Customer dynamics include the exchange of information and ongoing transactions between customers and the organization. This process has an important role in the company to run its business, so that the number of customers increase. To achieve this, many things are done by the company. One of the strategies is product advertising by word of mouth. The purpose of this thesis is to analyze the stability of equilibrium point and to apply the optimal control word of mouth advertising on mathematics model of the customer dynamics based on marketing policy. Mathematics model of the customer dynamics based on marketing policy without control has two equilibrium points, namely non – endemic equilibrium (E0) and endemic equilibrium (E1). Local stability of equilibrium and the existence of endemic equilibrium depends on basic reproduction number (R0). The non – endemic equilibrium tend to asymptotically stable if R0 < 1.  The problem of optimal control is solved by Pontryagin’s Maximum Principle.

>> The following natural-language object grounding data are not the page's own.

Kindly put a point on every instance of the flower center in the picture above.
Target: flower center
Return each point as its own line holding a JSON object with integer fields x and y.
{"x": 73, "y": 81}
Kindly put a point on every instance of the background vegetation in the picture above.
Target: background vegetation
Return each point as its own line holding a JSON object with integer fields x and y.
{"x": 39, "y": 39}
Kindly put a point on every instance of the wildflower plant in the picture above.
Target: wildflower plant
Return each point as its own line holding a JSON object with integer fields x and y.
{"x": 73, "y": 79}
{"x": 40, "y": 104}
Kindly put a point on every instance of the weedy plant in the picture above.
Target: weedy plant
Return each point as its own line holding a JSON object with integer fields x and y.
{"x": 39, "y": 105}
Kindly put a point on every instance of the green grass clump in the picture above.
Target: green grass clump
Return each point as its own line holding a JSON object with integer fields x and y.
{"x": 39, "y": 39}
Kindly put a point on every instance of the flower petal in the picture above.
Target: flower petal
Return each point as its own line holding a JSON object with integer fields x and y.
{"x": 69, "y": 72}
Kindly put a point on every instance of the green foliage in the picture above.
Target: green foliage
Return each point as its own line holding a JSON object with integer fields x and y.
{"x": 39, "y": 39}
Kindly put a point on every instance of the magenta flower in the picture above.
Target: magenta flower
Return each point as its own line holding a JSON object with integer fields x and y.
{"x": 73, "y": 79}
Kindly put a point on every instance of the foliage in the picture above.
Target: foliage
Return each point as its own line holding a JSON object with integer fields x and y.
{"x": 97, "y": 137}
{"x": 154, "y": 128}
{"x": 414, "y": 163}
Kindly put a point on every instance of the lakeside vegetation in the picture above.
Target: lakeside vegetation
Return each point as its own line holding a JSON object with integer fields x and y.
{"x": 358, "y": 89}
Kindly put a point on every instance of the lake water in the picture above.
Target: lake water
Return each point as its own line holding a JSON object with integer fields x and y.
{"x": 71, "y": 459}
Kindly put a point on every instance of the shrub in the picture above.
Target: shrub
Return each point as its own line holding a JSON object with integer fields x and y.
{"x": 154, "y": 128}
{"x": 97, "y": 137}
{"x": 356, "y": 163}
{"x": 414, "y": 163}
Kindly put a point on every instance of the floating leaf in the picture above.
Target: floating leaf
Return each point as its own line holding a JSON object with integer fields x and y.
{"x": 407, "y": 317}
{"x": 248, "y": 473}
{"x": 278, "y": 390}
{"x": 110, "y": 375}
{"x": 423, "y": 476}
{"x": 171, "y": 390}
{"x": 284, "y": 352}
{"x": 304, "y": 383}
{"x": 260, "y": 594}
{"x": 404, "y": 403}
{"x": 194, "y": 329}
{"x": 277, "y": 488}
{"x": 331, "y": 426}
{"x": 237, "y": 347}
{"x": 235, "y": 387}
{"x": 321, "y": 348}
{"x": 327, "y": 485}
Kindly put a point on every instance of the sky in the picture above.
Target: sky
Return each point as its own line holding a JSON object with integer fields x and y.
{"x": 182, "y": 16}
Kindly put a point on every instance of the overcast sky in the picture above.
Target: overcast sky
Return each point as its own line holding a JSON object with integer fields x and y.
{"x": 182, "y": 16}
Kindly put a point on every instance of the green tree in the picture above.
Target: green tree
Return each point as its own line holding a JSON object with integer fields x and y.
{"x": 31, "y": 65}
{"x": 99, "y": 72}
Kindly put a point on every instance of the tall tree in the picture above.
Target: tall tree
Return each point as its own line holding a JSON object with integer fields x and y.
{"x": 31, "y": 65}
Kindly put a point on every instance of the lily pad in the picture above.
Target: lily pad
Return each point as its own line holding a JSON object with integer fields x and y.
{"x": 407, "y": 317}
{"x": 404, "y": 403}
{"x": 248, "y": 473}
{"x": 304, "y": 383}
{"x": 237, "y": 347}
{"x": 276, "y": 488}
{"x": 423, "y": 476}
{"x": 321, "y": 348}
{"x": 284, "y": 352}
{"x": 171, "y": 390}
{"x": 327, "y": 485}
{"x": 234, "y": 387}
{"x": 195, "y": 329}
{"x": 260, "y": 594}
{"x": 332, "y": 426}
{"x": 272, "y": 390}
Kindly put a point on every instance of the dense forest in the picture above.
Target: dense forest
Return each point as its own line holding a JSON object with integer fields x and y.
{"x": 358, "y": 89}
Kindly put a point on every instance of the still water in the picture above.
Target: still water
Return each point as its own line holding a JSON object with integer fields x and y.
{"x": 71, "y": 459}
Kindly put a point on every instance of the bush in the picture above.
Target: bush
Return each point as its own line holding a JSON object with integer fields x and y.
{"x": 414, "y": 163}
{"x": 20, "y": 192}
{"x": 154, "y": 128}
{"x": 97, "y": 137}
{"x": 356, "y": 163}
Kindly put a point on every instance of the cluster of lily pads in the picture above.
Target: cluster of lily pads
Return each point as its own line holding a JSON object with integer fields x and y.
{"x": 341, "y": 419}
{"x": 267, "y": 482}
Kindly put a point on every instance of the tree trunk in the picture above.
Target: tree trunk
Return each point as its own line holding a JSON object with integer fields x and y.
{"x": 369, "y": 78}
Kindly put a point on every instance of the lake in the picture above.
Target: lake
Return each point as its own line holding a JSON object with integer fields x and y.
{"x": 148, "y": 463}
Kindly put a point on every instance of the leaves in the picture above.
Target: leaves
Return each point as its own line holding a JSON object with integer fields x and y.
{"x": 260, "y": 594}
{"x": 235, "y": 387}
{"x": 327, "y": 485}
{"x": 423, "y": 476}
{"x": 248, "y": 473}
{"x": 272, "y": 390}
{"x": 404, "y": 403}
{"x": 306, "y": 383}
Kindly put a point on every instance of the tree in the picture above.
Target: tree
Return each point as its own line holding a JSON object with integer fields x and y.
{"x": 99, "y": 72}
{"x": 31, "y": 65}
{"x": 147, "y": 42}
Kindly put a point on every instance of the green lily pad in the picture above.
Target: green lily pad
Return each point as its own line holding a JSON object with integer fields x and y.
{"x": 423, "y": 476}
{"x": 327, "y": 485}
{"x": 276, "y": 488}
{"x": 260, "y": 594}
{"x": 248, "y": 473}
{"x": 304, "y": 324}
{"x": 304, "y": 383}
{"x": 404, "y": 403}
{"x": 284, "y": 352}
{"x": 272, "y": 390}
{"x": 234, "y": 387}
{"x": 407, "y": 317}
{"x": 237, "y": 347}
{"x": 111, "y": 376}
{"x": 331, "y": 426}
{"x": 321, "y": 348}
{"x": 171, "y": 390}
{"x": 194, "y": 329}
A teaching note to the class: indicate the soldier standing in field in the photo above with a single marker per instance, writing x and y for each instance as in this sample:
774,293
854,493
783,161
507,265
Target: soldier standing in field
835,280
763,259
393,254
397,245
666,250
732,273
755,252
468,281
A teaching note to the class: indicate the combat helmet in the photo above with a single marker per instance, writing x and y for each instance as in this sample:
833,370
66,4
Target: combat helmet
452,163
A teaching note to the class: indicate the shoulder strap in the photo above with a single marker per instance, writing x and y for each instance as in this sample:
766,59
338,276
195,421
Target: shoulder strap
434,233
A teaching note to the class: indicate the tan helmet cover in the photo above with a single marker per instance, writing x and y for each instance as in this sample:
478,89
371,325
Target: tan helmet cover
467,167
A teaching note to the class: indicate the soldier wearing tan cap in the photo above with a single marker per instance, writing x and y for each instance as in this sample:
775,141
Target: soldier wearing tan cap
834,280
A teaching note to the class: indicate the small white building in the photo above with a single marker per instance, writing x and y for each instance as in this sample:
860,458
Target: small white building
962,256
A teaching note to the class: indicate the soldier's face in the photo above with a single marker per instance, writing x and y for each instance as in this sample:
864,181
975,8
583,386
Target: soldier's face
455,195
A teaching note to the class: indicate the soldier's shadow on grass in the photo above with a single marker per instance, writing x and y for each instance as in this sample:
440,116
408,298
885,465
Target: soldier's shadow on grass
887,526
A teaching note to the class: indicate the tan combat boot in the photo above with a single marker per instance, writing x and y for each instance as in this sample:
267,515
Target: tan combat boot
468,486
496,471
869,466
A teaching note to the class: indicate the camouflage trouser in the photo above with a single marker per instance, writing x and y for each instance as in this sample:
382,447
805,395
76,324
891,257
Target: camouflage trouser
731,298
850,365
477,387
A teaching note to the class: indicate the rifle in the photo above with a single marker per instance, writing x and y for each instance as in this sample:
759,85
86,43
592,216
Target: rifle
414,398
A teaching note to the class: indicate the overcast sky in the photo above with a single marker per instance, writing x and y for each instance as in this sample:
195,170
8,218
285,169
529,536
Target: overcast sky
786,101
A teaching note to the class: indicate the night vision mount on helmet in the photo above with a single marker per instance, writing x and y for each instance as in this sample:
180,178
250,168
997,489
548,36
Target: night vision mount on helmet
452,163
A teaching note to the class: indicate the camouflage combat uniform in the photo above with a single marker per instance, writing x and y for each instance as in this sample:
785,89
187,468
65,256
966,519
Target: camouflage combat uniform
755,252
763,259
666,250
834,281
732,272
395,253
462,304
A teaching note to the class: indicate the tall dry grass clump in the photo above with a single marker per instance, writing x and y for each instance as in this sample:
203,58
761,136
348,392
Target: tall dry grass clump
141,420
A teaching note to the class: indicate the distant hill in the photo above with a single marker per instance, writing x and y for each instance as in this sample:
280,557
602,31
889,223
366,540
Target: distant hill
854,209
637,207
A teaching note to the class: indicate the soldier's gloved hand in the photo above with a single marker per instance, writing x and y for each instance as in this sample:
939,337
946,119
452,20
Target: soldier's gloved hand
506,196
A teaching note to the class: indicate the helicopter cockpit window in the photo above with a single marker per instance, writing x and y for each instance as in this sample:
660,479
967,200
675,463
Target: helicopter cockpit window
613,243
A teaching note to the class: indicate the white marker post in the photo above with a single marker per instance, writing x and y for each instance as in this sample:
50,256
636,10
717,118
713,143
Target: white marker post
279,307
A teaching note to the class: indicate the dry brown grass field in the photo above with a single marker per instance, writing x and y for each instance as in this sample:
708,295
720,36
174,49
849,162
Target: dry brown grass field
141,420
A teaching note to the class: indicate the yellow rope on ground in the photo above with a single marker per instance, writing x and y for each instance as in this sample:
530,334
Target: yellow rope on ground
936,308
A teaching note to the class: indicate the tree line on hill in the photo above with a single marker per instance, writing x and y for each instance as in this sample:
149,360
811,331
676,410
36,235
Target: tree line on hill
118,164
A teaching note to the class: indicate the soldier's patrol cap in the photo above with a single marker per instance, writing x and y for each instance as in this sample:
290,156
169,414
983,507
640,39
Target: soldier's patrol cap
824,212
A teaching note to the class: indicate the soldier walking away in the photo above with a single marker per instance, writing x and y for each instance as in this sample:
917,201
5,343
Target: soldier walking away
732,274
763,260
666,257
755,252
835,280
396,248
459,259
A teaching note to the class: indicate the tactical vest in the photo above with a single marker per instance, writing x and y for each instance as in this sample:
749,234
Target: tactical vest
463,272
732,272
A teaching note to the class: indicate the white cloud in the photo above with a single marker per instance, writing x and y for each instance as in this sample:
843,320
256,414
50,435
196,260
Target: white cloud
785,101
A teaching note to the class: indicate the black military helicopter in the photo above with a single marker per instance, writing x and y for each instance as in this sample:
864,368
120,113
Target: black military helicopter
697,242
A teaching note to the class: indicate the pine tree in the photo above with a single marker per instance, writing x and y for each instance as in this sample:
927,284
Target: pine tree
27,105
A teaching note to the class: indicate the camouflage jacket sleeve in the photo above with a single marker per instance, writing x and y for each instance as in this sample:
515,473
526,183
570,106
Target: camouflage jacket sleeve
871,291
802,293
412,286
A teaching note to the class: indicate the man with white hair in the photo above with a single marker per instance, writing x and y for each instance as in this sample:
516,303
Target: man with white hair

The simulation results show that the total number of referral and regular customer populations that are given control in the form of word of mouth advertising efforts at the end of the observation are 312 and 18470 with the control effort costs occurred in 1798364.63. While the total number of referral and regular customer populations that are not given control in the form of word of mouth advertising efforts at the end observation are 241 and 17260. Based on these results show that word of mouth advertising efforts have an effect to increase the number of referral and regular customer in accordance with the aim of providing optimal control.